На семинаре «Русская философия: история и современность» пока не рискую выступать. То, что сам знаю о корифеях, - необходимо, но недостаточно для нюансировки, потому что другие знают больше. На любую философскую тему могу выступать абсолютно уверенно, поскольку руководствуюсь взросшей на Хайдеггере системой Правой Веры, и по проблемам социума, нации, исторического развития и политики и по ряду частных тем истории тоже чувствую себя компетентным, а история философии – дело тонкое, надо ведь
каждого философа подвести под общий знаменатель Правой Веры, а для этого тщательнее изучить источники и перевести с частного языка на универсальный правоверный язык.
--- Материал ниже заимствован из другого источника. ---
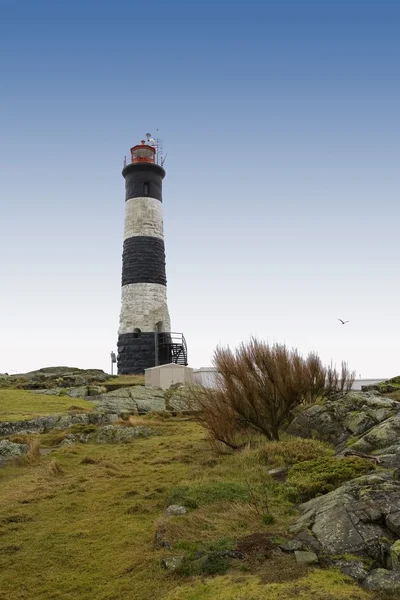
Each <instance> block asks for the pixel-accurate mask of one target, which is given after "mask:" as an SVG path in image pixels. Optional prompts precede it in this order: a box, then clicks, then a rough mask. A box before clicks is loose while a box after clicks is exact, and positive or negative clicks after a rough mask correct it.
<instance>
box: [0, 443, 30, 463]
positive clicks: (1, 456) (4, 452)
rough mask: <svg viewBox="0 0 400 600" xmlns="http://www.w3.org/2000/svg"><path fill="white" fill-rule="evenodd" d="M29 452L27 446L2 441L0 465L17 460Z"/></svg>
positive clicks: (0, 452)
mask: <svg viewBox="0 0 400 600" xmlns="http://www.w3.org/2000/svg"><path fill="white" fill-rule="evenodd" d="M27 451H28V445H27V444H15V443H14V442H10V441H9V440H0V465H1V464H2V463H3V462H5V461H6V460H9V459H10V458H17V457H18V456H21V454H26V452H27Z"/></svg>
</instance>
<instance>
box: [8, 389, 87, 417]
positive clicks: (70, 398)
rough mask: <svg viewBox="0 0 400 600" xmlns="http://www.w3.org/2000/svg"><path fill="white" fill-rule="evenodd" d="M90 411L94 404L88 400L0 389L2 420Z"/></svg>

Поэтому хожу на семинар прежде всего в познавательных целях и действительно узнаю много нового. Вот и в четверг 9 ноября 2006 года законспектировал насыщеннейшие доклады Бориса Межуева, Татьяны Резвых и ведущей Анны Резниченко. Написал много, а времени на обработку мало, и ограничусь некоторыми возникшими ассоциациями.
Идея «незримого
града», которой жил Сергей Николаевич Дурылин, - это предчувствие прикладной эсхатологии, сердцевины Правой Веры. Вообще эсхатологические архетипы определяют всё творчество этого русского самородка. Чтобы достичь рая – надо нырнуть в примордиальные воды. И вынырнуть в начало нового цикла бытия сущего – «В начале сотворил Бог небо и землю. Земля же была безвидна и пуста, и тьма над бездною, и Дух Божий носился над водою» (Бытие 1:1-2). Китеж сквозь примордиальные воды – обещание, просвет рая. Рай – в чреве Богородицы,
сопряженном с примордиальными водами. Конец сопрягается с Началом, «Я есмь Альфа и Омега, начало и конец, Первый и Последний» (Откровение 22:13). Нырок в рай сквозь примордиальные воды – как бы общий знаменатель.
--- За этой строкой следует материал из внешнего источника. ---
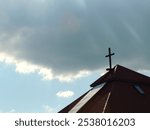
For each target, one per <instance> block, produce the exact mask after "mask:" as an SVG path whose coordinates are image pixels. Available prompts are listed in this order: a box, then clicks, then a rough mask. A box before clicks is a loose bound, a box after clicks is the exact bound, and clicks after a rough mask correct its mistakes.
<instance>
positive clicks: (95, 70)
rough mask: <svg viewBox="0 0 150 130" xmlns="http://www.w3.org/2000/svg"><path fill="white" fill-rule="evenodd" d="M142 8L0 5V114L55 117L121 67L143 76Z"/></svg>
mask: <svg viewBox="0 0 150 130" xmlns="http://www.w3.org/2000/svg"><path fill="white" fill-rule="evenodd" d="M149 23H150V1H149V0H142V1H141V0H132V1H131V0H113V1H112V0H0V97H1V98H0V112H33V113H34V112H35V113H36V112H42V113H43V112H58V111H59V110H61V109H62V108H63V107H64V106H66V105H68V104H69V103H71V102H72V101H73V100H75V99H76V98H77V97H79V96H80V95H82V94H83V93H84V92H86V91H87V90H89V89H90V84H91V83H92V82H94V81H95V80H96V79H97V78H99V77H100V76H101V75H102V74H104V73H105V72H106V71H105V69H106V68H107V66H108V59H106V58H105V55H106V54H107V49H108V47H111V48H112V51H113V52H115V56H113V65H116V64H120V65H123V66H125V67H128V68H131V69H133V70H136V71H139V72H141V73H144V74H146V75H150V66H149V64H150V60H149V55H150V51H149V50H150V44H149V43H150V25H149Z"/></svg>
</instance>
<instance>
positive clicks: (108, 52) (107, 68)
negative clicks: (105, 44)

Борис Межуев в новинку для меня изложил восходящую к Александру Герцену «левую версию» русского мессианизма, связанную с именем прежде всего Евгения Трубецкого, и изящно сопоставил либерально-трансцендентное понимание Софии у Трубецкого с более консервативно-имманентным её пониманием у Дурылина
и соответственно с политическими проектами того и другого касательно завоевания Константинополя. Насколько я понял, для Дурылина существенным было державное овладение Константинополем и проливами, тогда как Трубецкой целился прежде всего в Иерусалим, а вхождение России в Царьград трактовал не в державном, а во вселенском плане, когда Россия овладевает ключевыми позициями в мире, будучи во главе всемирного освободительного движения народов. Естественно, сразу напрашивается идея большевиков о всемирной революции,
во главе которой – Россия. Я бы добавил, что в этой же «мессианской» всечеловеческой струе – замыслы Петра Столыпина об установлении нового демократического справедливого мирового порядка.
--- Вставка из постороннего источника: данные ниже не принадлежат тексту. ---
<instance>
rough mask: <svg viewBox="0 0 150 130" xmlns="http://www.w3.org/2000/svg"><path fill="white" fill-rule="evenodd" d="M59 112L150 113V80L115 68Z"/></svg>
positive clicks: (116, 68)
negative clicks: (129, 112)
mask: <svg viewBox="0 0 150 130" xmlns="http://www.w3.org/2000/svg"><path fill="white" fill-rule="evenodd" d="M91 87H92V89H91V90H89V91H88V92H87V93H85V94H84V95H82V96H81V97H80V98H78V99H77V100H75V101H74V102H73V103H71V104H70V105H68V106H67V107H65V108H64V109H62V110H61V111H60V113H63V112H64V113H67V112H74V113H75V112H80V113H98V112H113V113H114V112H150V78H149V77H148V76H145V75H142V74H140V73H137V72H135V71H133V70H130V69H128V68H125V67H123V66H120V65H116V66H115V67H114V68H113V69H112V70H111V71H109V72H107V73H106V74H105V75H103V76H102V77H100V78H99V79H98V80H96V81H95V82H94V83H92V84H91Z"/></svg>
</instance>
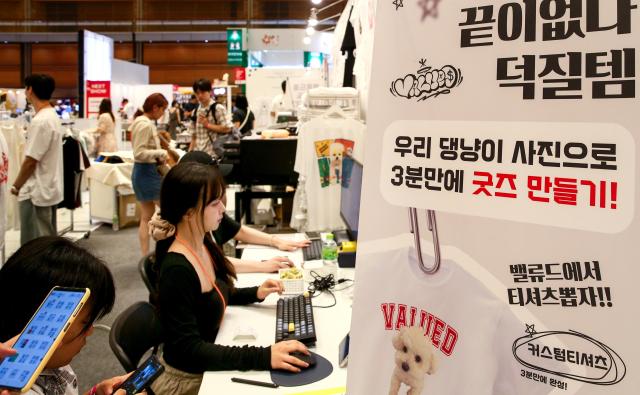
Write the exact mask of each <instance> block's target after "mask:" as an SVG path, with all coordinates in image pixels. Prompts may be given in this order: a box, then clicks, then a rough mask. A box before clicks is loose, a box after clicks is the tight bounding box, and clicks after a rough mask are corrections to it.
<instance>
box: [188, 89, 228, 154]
mask: <svg viewBox="0 0 640 395" xmlns="http://www.w3.org/2000/svg"><path fill="white" fill-rule="evenodd" d="M193 91H194V92H195V94H196V97H197V98H198V102H199V105H198V108H197V109H196V124H195V128H194V129H193V134H192V135H191V144H190V145H189V151H204V152H206V153H207V154H209V155H211V156H212V157H215V158H219V157H222V156H223V154H224V148H223V144H224V142H225V141H226V140H227V138H228V137H229V136H230V135H231V132H232V131H233V125H232V124H231V120H230V118H229V116H228V115H227V110H226V108H225V107H224V106H223V105H222V104H219V103H216V101H215V100H214V99H213V98H212V97H211V81H209V80H207V79H204V78H201V79H199V80H197V81H196V82H194V83H193Z"/></svg>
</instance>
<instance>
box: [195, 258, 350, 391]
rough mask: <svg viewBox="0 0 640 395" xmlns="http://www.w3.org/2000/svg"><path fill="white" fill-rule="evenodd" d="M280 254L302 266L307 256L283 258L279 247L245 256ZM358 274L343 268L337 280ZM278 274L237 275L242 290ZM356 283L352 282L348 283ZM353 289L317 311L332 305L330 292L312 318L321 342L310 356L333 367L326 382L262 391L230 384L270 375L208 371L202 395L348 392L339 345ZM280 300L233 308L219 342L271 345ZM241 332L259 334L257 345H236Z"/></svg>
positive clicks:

Много других нюансов записал и вдохновился, в том числе поразился иконописной глубине Православия (Татьяна Резвых), мыслям Дурылина о духовности колокольного звона и леса - это очень созвучно мыслям Хайдеггера - и о «райской» сущности живописи Васнецова и Нестерова (Анна Резниченко), разъяснениям Алексея Козырева
о подмеченной Дурылиным сопряженности нюха-обоняния с сознанием, с лобными долями мозга.